Being in the present moment is one of the most difficult places to be.
Having given up on a dream I had held most of my life, pursued most of my life, I am forced to confront this very human wound. Almost every single day I have thoughts about how I could have been that person, and it stings even more when I project myself into the future. In five years, ten, twenty… what could I have been?
It’s ridiculous, isn’t it? We can’t change the past. The future is an unknown we can barely control if at all. Yet the mind, in its infinite capacity to make something out of nothing, weaves an entire life of possibilities that never happened and then treats them as certainties that would have happened.
In ruminating about the past and the future, we rob ourselves of the present — a one-sided exchange that garners only fruitless fantasies.
I think we all logically know the futility of pondering what could have been. Yet emotionally it has sharp, deep hooks. It’s a process, learning to let go, and an even longer process learning to move on. Even then, a scar remains. We carry its ghost all our lives.
Yet it’s impossible to not be a could-have-been person. No matter what we choose to be in life, it will always come at the expense of all the other things we could have done. Everyone faces an array of possible roads, and most of them are mutually exclusive. You get one shot. If we were all immortal, it wouldn’t matter if we didn’t do something — we could always get around to it later. Not so with us. As full as life may be, just as much must be left along the wayside.
To live one life, you need to condemn many others.
Yet to try to live all of them keeps you stuck, forever.
If find this excerpt from Sylvia Plath’s book, The Bell Jar, a brilliant example of crossroads between life’s infinite possibilities and the necessary sacrifice of choice:
“I saw my life branching out before me like the green fig tree in the story. From the tip of every branch, like a fat purple fig, a wonderful future beckoned and winked. One fig was a husband and a happy home and children, and another fig was a famous poet and another fig was a brilliant professor, and another fig was Ee Gee, the amazing editor, and another fig was Europe and Africa and South America . . . and another fig was an Olympic lady crew champion, and beyond and above these figs were many more figs I couldn’t quite make out. I saw myself sitting in the crotch of this fig tree, starving to death, just because I couldn’t make up my mind which of the figs I would choose. I wanted each and every one of them, but choosing one meant losing all the rest, and, as I sat there, unable to decide, the figs began to wrinkle and go black, and, one by one, they plopped to the ground at my feet.”

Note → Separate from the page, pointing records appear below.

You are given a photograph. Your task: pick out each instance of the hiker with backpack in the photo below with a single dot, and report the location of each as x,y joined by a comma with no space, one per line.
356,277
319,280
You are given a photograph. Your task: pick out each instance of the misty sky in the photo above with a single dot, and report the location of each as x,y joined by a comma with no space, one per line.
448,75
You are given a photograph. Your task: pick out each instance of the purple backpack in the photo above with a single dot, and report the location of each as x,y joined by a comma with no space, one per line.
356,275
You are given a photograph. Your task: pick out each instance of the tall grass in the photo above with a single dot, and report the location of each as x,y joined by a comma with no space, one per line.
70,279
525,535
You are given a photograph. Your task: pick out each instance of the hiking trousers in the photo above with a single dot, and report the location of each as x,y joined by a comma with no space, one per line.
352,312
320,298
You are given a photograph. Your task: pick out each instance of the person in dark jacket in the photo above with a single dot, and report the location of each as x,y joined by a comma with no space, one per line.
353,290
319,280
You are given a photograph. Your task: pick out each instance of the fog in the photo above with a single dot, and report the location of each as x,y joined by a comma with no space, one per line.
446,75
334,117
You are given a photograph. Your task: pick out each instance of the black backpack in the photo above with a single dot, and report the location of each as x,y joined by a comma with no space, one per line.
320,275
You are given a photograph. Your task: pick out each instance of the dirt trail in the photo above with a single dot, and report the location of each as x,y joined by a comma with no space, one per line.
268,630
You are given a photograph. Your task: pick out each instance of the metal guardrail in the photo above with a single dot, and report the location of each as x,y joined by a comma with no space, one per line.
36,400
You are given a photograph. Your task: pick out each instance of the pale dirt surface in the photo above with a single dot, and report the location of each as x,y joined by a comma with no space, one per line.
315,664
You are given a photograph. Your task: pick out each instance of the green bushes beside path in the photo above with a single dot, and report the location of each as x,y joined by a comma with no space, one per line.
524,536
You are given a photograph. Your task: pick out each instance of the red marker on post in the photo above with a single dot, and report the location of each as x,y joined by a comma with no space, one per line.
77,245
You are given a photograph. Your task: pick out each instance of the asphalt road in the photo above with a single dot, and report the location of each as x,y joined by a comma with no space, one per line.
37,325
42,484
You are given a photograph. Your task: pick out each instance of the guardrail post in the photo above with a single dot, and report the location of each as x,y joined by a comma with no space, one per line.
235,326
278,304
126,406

Living in fear of could-have-beens is paralyzing. At some point, we have to choose. At some point, we have to let the other figs wrinkle and fall away. That is the inevitable sacrifice of becoming.
So instead of trying to avoid the pain of what could have been, make peace with it, and focus on becoming something, on learning who you really are. It’s imperfect. It’s meandering. It’s never guaranteed. But sometimes we have to let go of great things in order to discover who we truly are. And in the final analysis, no matter what you could have been, what matters is what you are. Not by someone else’s measuring stick. Surely not by society’s fickle standards. But your own.
Are you happy with yourself?
Are you able to give yourself permission for that?
And are you willing to graciously forgive yourself for not being all the things you once wanted to be?
We are only here for a short time. Life doesn’t wait for us to start living — life has, and always will, go on. We must go on, too. Make peace with the ghosts of all those things left undone. Most of all, make peace with yourself, and embrace life as it is: imperfect, unpredictable, rarely what we imagined it would be like, but life nonetheless. Beautiful, precious life.